De momento, únicamente se ha realizado en esta zona una pequeña parte de la excavación. Igualmente, queda por terminarse de instalar el colector terrestre, y también el emisario submarino que permitirá lanzar al mar el agua depurada que no se emplee para el regadío, ya que la planta incorporará tratamiento terciario. La estación tiene una capacidad para depurar hasta 25.000 metros cúbicos diarios, lo que equivale a una población de 125.000 habitantes.

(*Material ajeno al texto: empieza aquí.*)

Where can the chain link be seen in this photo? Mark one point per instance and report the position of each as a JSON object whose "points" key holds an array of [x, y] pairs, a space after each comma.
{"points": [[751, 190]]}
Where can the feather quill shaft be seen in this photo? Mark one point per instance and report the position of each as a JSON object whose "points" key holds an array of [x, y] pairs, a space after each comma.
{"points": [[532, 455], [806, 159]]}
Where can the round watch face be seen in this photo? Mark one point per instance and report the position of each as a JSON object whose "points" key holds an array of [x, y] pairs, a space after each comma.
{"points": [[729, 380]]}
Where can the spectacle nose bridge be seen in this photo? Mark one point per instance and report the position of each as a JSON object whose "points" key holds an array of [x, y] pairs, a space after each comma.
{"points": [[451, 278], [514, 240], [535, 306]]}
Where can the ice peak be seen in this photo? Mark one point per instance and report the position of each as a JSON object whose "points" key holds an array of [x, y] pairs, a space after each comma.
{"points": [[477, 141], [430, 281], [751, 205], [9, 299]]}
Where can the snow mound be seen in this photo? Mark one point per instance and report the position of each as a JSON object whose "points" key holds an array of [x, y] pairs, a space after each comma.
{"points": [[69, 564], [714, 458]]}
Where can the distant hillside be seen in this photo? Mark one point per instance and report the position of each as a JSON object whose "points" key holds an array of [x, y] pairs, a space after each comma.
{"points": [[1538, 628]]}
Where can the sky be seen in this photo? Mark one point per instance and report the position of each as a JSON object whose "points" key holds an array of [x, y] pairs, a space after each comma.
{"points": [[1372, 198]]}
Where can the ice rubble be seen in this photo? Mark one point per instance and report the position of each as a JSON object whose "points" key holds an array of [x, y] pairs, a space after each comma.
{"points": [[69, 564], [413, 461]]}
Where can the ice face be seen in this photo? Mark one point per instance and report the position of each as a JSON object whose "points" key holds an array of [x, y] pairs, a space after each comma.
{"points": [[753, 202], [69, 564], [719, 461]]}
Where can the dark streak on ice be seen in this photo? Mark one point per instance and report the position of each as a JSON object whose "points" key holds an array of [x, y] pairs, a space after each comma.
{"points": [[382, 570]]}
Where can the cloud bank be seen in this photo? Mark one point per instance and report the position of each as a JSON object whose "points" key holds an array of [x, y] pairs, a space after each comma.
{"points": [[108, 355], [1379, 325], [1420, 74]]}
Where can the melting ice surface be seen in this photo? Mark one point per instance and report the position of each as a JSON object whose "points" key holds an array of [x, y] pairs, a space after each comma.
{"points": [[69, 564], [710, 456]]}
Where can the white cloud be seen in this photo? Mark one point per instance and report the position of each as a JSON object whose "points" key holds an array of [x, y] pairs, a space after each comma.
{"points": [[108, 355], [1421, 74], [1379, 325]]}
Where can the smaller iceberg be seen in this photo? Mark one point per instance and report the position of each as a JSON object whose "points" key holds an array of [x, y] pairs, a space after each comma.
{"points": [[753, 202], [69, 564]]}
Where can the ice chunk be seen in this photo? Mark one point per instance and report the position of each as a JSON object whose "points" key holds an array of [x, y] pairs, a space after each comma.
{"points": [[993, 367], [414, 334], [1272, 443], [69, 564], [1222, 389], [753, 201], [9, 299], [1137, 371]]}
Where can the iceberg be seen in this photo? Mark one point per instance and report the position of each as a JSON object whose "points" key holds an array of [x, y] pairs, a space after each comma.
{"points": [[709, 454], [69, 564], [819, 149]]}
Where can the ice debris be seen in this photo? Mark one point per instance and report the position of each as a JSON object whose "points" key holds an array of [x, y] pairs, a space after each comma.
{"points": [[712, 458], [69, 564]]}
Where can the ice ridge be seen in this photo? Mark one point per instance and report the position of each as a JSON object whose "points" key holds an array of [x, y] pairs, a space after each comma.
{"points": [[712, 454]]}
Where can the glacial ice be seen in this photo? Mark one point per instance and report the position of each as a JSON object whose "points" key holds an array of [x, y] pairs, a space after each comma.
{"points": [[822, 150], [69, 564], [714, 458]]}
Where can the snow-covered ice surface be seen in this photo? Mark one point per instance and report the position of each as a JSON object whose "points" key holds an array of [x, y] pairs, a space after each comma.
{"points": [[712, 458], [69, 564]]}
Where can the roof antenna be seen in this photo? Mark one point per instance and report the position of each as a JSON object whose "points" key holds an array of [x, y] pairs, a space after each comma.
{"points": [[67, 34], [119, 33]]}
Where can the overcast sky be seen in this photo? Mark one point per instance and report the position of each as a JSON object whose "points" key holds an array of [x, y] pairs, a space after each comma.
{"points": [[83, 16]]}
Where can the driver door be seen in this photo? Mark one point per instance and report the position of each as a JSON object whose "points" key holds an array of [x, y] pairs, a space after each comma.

En el casco urbano también queda por instalar un colector de casi un kilómetro de longitud, desde la estación de bombeo de la desembocadura del río Chíllar, que sí está prácticamente finalizada, hasta conectarlo con el instalado en la calle Diputación a principios de 2015. En el entorno del mirador del Bendito también está pendiente otra actuación para unir el colector que se instaló con las obras de reurbanización de la calle Carabeo, ejecutadas entre 2009 y 2010 por el Ayuntamiento con cargo al llamado Plan Zapatero, con el tubo introducido por la empresa adjudicataria de las obras bajo el acantilado.

Proyecto complementario

Las obras, con un coste de 23,2 millones de euros, se iniciaron en enero de 2014, con un plazo de ejecución previsto de 30 meses, por lo que deberían haber finalizado hace año y medio. Sin embargo, a las actuaciones pendientes hay que sumar un proyecto complementario, que aún no está culminado, para incorporar ocho puntos de vertidos no previstos en el proyecto de ejecución aprobado, que sólo contemplaba tres puntos. En un principio, se estimaba que esto supondrá un sobrecoste de 2,2 millones. Los trabajos pendientes podrían prolongarse aún un año y medio.